Created on: February 09, 2008   Last Updated: March 19, 2008

The increasing number of voters who have growing student loan debt and shrinking incomes may make loan repayment the big education issue in 2008. Since many of those graduating with teaching credentials will be forced to default on loans or choose careers other than teaching, it is an issue with a heavy impact on education in general.

If a forty year-old professor who earns 35,000 a year teaching college dies with 200,000 in student loan debt (after unpaid interest, late fees, and other fees are totaled), and the professor paid 50,000 during the course of her lifetime, who pays the remaining 200,000?
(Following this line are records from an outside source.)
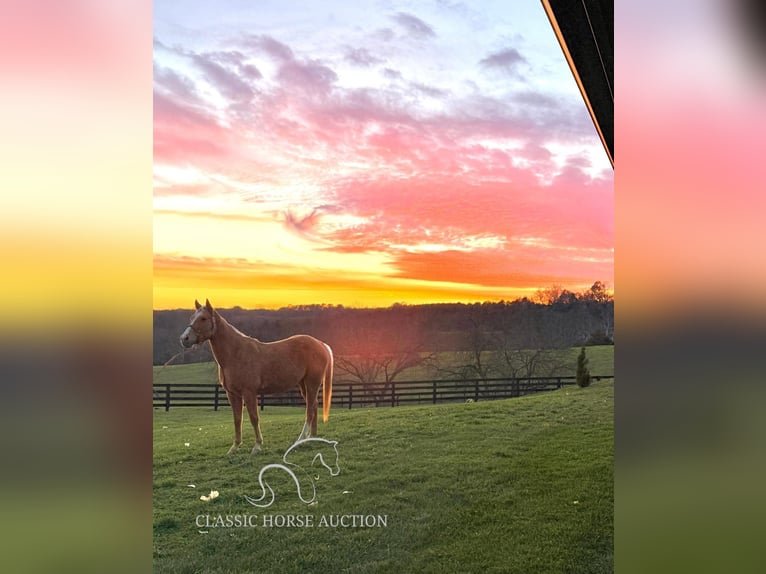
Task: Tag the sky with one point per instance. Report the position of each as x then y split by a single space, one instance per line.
367 153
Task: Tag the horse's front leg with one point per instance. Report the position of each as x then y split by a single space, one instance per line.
252 410
236 408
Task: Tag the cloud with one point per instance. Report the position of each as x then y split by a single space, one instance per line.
227 82
362 57
277 50
310 76
414 26
507 60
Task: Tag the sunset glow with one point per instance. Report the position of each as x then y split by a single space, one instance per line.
358 154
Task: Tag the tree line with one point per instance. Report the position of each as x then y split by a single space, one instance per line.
520 338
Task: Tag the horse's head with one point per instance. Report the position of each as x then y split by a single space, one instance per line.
201 325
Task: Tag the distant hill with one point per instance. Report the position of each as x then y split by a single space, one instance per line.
567 322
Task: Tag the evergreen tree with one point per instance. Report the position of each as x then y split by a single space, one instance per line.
583 373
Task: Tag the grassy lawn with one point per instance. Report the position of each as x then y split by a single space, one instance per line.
600 362
520 485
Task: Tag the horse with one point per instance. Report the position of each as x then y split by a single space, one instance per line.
247 368
309 446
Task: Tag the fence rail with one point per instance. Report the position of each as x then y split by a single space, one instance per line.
352 394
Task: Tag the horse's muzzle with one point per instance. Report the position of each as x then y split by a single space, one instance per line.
186 339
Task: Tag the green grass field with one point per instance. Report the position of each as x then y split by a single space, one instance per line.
519 485
600 362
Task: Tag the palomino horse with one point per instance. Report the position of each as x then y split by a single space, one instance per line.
248 367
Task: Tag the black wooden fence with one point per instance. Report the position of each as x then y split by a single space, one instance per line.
352 394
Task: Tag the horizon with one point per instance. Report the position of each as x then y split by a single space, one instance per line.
365 156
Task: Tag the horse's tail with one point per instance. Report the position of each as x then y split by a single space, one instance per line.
327 386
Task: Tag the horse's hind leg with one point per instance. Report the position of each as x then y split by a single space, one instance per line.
252 410
236 408
306 428
312 399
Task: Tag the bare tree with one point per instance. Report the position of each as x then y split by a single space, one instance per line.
375 349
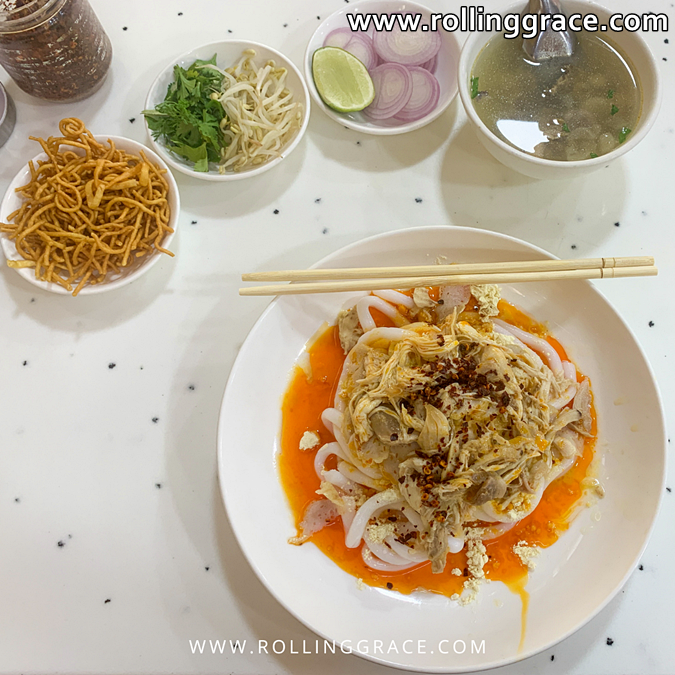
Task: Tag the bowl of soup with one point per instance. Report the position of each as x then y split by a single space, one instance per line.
566 116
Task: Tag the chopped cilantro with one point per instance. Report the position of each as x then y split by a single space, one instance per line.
188 119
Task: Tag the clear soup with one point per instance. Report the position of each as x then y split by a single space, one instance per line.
564 109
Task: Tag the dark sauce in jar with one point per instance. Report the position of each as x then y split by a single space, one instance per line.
54 49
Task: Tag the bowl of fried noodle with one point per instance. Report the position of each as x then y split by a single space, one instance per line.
89 214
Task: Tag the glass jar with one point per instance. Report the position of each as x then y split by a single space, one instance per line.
54 49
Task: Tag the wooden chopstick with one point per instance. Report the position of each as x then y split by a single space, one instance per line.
446 270
405 283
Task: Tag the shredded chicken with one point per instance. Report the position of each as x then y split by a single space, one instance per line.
459 422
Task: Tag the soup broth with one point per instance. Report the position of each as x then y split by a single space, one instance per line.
564 109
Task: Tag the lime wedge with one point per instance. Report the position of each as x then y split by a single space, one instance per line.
342 80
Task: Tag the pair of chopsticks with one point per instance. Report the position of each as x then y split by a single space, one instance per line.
404 278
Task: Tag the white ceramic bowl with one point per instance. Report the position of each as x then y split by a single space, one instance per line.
138 267
446 70
575 578
640 56
228 51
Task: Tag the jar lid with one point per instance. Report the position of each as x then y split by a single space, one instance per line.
7 116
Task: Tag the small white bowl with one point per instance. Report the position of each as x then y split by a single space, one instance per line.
446 70
640 57
228 51
12 201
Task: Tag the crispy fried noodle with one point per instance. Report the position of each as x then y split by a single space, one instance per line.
88 211
448 427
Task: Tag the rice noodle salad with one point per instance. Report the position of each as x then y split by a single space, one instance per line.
448 427
261 115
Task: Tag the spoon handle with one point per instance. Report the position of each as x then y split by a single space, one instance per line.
545 7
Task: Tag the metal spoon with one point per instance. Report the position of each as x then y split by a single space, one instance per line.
548 44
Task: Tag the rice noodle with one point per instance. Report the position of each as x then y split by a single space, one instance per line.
385 434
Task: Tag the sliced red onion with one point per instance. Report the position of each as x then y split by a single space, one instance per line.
424 98
393 88
409 48
340 37
361 46
431 65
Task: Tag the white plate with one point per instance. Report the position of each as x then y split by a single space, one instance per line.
575 578
446 70
228 51
12 201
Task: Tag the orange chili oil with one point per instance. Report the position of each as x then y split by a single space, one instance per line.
303 404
The American taxpayer does.

Who gets the 200,000, plus the 50,000 paid by the deceased professor?

Probably a private company, and very likely one that used to be a public company. In a horrible example of privatization, the government created and then cut loose Fannie Mae, offering up a silver platter of ready made profit without asking Fannie Mae's shareholders and executives to assume the risk of defaulting debtors.

All the profit, none of the danger. Sounds like a business anyone would love an opportunity to get into! Problem is, a setup like that actually encourages companies to keep people in debt, and to keep them from paying on the principal, and to keep them paying for the rest of their lives. If the debtor pays every month for decades but never touches the principal, the loan company collects far more than if the student had promptly or even tardily paid off the debt.

A lot of money slid into a lot of the right campaign funds contributed to the student loan cash bonanza. Until the problem is properly addressed and un-privatized, debtors and taxpayers will suffer. Not only that, students will suffer, too. Students will suffer a teacher shortage, the economy as a whole will suffer because anyone with 100,000 in student loan debts, even a professional in a high paying field, isn't likely to spend a lot of money on nonessentials. And debtors whose degrees don't translate into high incomes won't be spending a whole lot on anything at all. Good luck buying a house when you're already paying more on your student loan debt than most people pay every month on their mortgage!